When Riverview upped their offer to $1.68 million a few days later, on Nov. 26, Capell said city leaders were taken aback.
“We did tell them (the sellers) we were going to pursue condemnation if they didn’t accept our offer,” Capell said Monday. “We said we would increase from $1.5 million to $1.6 million, and that was what they accepted.”
Nies, who also is vice chairman of the Riverview Community Bank Board of Directors, said he would have liked to see Riverview move into the space, but added: “I know (the city of Camas) needs to expand, and that estimates for building a new city hall are around $40 million, so I do see that this is good for the community,” Nies said.
Camas Mayor Shannon Turk said Monday she also believed the $1.6 million purchase price, plus possible $400,000 to renovate the building, will benefit the city and its taxpayers.
“I think Pete said it last week — we are bursting at the seams inside city hall,” Turk said Monday. “We needed more space, not only for new staff, but to accommodate the growth the city is planning in the North Shore area. Building a new city hall would cost 30 to 40 million dollars, so this saves the city millions.”

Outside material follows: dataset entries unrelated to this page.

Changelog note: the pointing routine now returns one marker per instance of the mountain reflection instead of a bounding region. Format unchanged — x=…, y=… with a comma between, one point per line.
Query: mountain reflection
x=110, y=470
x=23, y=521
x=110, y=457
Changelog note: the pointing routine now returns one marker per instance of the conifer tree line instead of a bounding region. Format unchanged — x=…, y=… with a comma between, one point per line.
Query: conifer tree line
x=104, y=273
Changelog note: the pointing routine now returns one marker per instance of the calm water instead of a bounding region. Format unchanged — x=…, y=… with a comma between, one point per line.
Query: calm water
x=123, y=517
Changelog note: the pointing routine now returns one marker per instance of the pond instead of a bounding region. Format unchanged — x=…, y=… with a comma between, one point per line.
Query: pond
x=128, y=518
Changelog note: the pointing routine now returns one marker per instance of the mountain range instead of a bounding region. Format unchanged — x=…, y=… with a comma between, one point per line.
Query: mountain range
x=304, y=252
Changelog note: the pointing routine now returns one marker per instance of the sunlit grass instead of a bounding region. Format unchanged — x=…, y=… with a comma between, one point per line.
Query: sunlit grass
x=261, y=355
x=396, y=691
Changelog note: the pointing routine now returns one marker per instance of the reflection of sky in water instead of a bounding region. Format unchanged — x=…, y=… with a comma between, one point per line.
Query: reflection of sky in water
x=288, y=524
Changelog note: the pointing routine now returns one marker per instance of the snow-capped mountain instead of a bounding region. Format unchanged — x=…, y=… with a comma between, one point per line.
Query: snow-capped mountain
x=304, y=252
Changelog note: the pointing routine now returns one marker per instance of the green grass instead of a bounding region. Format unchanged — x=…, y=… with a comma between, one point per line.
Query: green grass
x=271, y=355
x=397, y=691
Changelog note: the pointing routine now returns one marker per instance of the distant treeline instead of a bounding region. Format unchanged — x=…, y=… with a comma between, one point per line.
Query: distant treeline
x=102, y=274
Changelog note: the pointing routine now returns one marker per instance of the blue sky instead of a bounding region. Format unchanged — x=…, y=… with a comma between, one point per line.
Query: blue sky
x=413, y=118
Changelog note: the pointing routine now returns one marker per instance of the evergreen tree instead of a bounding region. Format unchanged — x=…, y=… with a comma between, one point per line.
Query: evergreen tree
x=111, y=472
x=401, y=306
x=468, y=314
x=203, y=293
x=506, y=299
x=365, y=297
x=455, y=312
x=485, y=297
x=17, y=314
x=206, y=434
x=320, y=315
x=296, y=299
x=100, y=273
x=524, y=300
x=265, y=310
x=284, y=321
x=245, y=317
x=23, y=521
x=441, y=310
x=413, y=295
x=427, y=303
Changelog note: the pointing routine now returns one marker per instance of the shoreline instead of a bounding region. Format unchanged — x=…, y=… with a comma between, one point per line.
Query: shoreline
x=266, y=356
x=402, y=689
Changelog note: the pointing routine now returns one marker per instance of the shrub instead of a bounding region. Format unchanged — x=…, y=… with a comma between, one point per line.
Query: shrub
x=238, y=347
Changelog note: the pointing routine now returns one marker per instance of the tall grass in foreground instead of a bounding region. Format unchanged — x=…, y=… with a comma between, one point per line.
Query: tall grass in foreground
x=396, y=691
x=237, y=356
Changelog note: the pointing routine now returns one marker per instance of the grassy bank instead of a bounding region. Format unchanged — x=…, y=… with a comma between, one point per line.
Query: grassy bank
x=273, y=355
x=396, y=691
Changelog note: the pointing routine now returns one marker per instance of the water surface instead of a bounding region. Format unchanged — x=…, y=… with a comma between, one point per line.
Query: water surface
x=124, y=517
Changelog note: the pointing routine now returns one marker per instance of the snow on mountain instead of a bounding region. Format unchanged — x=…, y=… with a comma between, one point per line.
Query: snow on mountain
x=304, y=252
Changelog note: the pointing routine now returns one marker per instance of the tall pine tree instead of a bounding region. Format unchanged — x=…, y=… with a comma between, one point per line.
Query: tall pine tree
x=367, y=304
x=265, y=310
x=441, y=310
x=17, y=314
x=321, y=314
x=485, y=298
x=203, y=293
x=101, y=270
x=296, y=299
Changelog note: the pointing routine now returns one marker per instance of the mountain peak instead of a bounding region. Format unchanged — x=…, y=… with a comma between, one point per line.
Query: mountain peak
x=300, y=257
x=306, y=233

Turk said the city’s purchase of the former Bank of America building has additional benefits for taxpayers, including more public, city-owned parking spaces in downtown Camas, where finding a parking spot during popular events can be nearly impossible.
“We also lease space for our fire marshal, so this allows us to save money by moving the fire marshal’s office into city hall,” Turk said. “It is a good thing for the city and for the taxpayers.”
Capell agreed that purchasing the former Bank of America building — even for $275,000 over its appraisal value — is a win for the city and its residents.
“It is adjacent to city hall, so we can conduct city services right there, and now we’re decades away from having to build a new city hall,” Capell said.
In her guest column, Pike questions how the city can afford to purchase this property and asks: “At a time when the city grapples with how to pay for more fire and police officers, where does the new millions of dollars come from to pay for this property and the historic Leadbetter House also recently purchased by the city?”
As noted in The Post-Record’s first story about these real estate purchases, “Location, location, location: Camas secures prime properties,” published in the Dec. 6, 2018 issue, the city will receive $2.5 million from Clark County’s Legacy Lands program to purchase properties along Lacamas Lake, and recently issued bonds to match those funds. Issuing those $10 million bonds came with a $980,000 premium, which the city will combine with $1 million from its REET funds to pay for the Bank of America building purchase and any necessary renovations.
Capell said Monday he never intended to “get into a mudslinging thing,” with Riverview Community Bank executives or the property owners.
“Our hope was that none of this would get out and that we would continue to have a good, professional relationship with Riverview Bank,” Capell said. “But if they’re going to claim unfair practices on our part, I want to tell the rest of the story.”
Riverview Bank representatives did not return calls for comment in time for this paper’s deadlines.